Dad
by Jo Withers
We knew it was mean but when Dad started losing his mind, we persuaded him he was dead already.
We didn’t have the cash to fork out on a nursing home and he’d always said he’d rather die than spend his last days covered in shit and tubes in hospital. He’d worked the same dead-end factory job all his life, scraping together the mortgage one brick at a time. We were damned if we were going to kick him out when he needed shelter most, but he was a demanding old git.
Being dead was good for him, it massively lowered his expectations. He didn’t keep harping on about us taking him out for the day or sitting up in his cold bare room to keep him company.
It didn’t take much to convince him he’d passed on, his relationship with reality was pretty tenuous by then. We just waited until he was deep asleep one night, then crept in and made black hollows of his eyes with my sister’s makeup, then rouged a big, red hole on his temple like he’d knocked his head. We told him we were the only ones that could see him, got a few friends round and told them to swear he wasn’t there, told them not to answer when he spoke.

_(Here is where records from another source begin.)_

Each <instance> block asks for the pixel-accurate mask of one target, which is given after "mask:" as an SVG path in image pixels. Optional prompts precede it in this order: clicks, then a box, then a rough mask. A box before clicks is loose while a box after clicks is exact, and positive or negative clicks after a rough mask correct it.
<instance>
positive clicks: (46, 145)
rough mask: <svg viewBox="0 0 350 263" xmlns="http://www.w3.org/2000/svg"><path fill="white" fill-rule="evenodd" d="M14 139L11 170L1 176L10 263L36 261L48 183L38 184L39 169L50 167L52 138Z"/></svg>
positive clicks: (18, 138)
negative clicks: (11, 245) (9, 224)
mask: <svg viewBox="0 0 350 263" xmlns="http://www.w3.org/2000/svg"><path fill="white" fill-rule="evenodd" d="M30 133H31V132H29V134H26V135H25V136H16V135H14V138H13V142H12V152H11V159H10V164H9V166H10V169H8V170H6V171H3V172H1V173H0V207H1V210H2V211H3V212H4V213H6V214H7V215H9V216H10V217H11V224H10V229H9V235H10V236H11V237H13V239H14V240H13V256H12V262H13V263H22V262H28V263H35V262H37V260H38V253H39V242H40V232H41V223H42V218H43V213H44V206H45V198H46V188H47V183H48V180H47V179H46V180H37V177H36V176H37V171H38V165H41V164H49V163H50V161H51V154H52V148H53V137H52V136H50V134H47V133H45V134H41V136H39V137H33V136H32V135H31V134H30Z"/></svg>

He was good as gold after that. He seemed to really relish his new role. He started sleeping in the day so he could wake up in the early hours and have a good moan in the middle of the night, wailing like a banshee with a hangover. Me and my sister didn’t mind, we’d given him plenty of trouble in the teenage years, crawling home with God knows what coursing through our veins, banging pots and pans together in the kitchen when we got the 3 a.m. munchies. We let him have his fun, plugged earphones in and went back to sleep.
He was a lot easier to feed too. Before his phantom death we’d spend hours sitting by his bedside spoon-feeding him mash and porridge like he was a toddler and he’d purse his lips or spit it out to prove the point. It had irked us doing it for him, we didn’t mind with Mum because she was there when we were spitting toddlers, but he’d never suffered our slop projectiles. Now that he was dead, he didn’t need to eat the same. We just left him a huge smoothie by his bedside, luminous green and swamp-thick, full of spinach and kale and all the organic crap the doctors say is good for bones. We told him it was ectoplasm, that he’d fade away to nothing if he didn’t drink it, and he slurped it through a straw like it was thirty-year-old scotch.
The weird thing was, death made him a nicer person; I started to look forward to spending time with him. He’d never shown a wisp of softness when we were growing up, Mum told us his own Dad had quickly knocked that out of him. Being dead broke his defences, his history came spilling out, the lashings he’d been given by teachers for the tricks he’d played in middle school, the time his father made him eat a bar of soap for cursing, the time his father locked him in the dark for days for standing between his mother and his fist. He started talking about Mum a lot too, said his chest burst like a shotgun shell the day he saw her, a girl of nineteen, dancing with her friends in a field when they should be picking peaches, her cornflower blue dress, the blossom in her hair, the sweet smell of ripe fruit.
A few nights later, after I’d crept in to touch up the rotting patches on his forehead, he woke with a start and started sobbing. I’d never seen him shed a tear before, didn’t know what to do as his back lurched up and down like an old machine leaking oil. Through gasping sobs, he said he’d dreamt about her. “Why?” he wailed over and over. “Why have I been left here? What did I do?” I called my sister and we sat on either side of the bed, held him between us. When he’d calmed down, he said he wanted a priest, he wanted to repent, he wanted to be exorcised.
We were in too deep by then. We couldn’t admit he wasn’t really dead, it would shrivel his mind completely. So, we paid my pub mate Jonny to dress up and come over one night. He was the most qualified person we knew. He’d been married in church and we’d all got drunk as stoats in the bar after his kids were christened.
He came dressed in long, white robes on a windy winter evening, carrying a battered bible under his arm. He sprinkled water over the bed and pressed a thumb into Dad’s forehead, then flicked the good book open and started reading psalms. Dad lay sweating under Jonny’s sanctimonious gaze, waiting for his sins to smoke out of his ears or send his head spinning.
After half an hour, I’d had it. I started motioning to Jonny to wrap it up, tell him he was absolved and call it a night, when suddenly, in the middle of Psalm 55, there was an almighty flash of blinding white as though lightning had struck right in the centre of the room. Jonny shot backwards like he’d been burnt and ran out screaming. As the light faded and the room was quiet, we saw Dad dead on the bed, really dead this time, wide smile fixed on his waxen face like a teenager in summer, and swirling through the cloying musk of death was the unmistakable aroma of plump-juiced peaches.